Mnémopolis que tu pourras hanter sous ton crâne sera une ville seule
et obscure. Pas de rues pas de canaux nul labour alentour (çà ? – les
circonvolutions de ta cervelle), mais des vestiges auxquels tu tenteras
de te raccrocher : ce seront lambeaux de souvenirs (ou hallucinations ?)
et débris sonores te parvenant de l’extérieur en quelque sorte et n’évoquant
la plupart du temps strictement rien ; autant d’objets ou de fragments que
patiemment, et non sans hésitations, tu voudras lier les uns aux autres –
leur donner un sens en les raccordant –
dans l’espoir peut-être de retrouver cette fissure par où le soleil t’aura
pénétré de son ombre et l’oubli se sera insinué infiltré (et depuis quand ?),
la veille enrichissant ton sommeil, jusqu’à submerger ton esprit ;
pour, ce trou de mémoire éblouie, t’y faufiler, en quête d’abord d’un nom
(quel ?) dont tu épouserais les sinuosités… afin de faire corps avec la
calligraphie
puis t’assoupir enfin dans ce mot…
et dormir – reposer en paix – dormir le plus loin possible.
Mais tu ne dormiras pas.
T’aidant des coudes et des avant-bras avec peine – sentiras-tu
ces craquements à tes articulations, et les entendras-tu comme aussi
les grincements du sommier ? – tu te mettras (en t’efforçant de faire
pivoter ton buste) sur ton séant ; rejetant les jambes hors des couvertures,
tu amorceras en même temps un mouvement rotatif vers la droite, au
terme de quoi tu devrais te retrouver assis sur le bord du lit. Mais malgré
tes efforts tu n’y parviendra pas.
Après une seconde tentative, puis une troisième – ayant légèrement basculé,
tu retomberas en arrière
et resteras à demi allongé, en équilibre sur les coudes, les mains crispées
sur les draps, les jambes un peu repliées, haletant…
Sans faire un geste, ta mâchoire restant calée contre ta poitrine, tu
reprendras lentement ton souffle : ta respiration d’abord précipitée se
fera régulière.
Désert, ton regard. Tout un passé inexprimable à présent.

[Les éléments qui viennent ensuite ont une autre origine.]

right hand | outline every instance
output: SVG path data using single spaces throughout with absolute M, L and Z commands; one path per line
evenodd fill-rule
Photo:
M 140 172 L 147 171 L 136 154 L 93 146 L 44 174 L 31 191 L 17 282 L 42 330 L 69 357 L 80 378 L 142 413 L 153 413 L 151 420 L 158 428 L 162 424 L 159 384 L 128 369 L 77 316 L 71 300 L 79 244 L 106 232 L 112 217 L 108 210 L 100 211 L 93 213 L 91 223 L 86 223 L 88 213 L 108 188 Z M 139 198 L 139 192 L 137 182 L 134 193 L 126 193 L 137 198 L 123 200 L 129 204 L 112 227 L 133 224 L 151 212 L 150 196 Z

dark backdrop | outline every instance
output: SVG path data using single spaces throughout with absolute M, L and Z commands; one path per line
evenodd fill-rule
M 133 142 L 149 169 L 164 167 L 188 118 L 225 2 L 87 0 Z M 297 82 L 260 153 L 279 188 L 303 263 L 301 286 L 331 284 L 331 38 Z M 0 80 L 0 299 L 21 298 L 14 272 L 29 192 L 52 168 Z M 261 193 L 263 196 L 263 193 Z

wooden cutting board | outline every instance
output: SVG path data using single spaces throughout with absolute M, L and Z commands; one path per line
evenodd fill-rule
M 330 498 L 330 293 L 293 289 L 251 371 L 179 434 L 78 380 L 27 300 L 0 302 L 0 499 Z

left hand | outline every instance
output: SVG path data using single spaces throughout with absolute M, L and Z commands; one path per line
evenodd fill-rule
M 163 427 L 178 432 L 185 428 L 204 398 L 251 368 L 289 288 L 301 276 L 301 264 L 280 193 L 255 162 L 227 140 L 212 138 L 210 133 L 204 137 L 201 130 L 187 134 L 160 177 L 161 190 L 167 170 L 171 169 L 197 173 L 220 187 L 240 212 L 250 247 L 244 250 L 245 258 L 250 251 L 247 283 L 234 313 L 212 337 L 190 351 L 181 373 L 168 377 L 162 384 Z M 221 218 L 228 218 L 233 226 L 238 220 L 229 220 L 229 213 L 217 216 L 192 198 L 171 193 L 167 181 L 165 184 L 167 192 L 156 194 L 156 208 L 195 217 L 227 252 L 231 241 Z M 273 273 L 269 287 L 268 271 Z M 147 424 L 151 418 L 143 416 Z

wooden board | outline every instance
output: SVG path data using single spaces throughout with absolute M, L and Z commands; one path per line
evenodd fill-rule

Tu attendras
les yeux béants, vides, sur cette absence… (comment savoir si quelqu’un
si personne dans cette chambre de plus en plus vaste ? auras-tu peur d’être
seul ?)
Tu tourneras
lentement la tête
à gauche à droite
avant de laisser aller ta nuque sur l’oreiller humide ; le contact glacé de la
taie te feras frissonner. Tu toucheras ton visage, tu le palperas lentement
(une présence çà !) ; et cet objet (quel ?) que – ayant tendu le bras – tu
déplaceras sur la tablette à la droite du lit, sans rien changer au paysage
nocturne.
Tu te pelotonneras …
… en chien de fusil (aux aguets ?)…
Alors cette nuit ouverte, tu l’abandonneras pour une nuit fermée :
doucement – tu la rapprocheras de toi, tu l’attireras à toi – tu baisseras
les paupières pour la réduire à une petite nuit qui t’appartienne (où tu
te réfugieras espérant retrouver la mémoire de
, et la trace d’un songe qui vint troubler l’ombre sans fin…). Les
yeux clos tu t’obstineras à resserrer l’obscurité ; de toutes tes forces,
ton front dans tes mains les paumes appliquées en ventouse sur tes orbites…
… provoquer une lueur entoptique, quelque déchirure : point de fuite dans
la ténèbre. Tout ton être concentré, ramassé dans ce geste, tu comprimeras
tes yeux et ainsi On se réveille –
Compact,
Editions du Seuil, 1966
Du même auteur :
« Je vis la mort à chaque instant… » (06/12/2014)
« J’ai tellement eu faim… » (06/12/2016)
« Je suis un malade, … » (06/12/2017)
« La douleur qui, peut-être... » (06/12/2018)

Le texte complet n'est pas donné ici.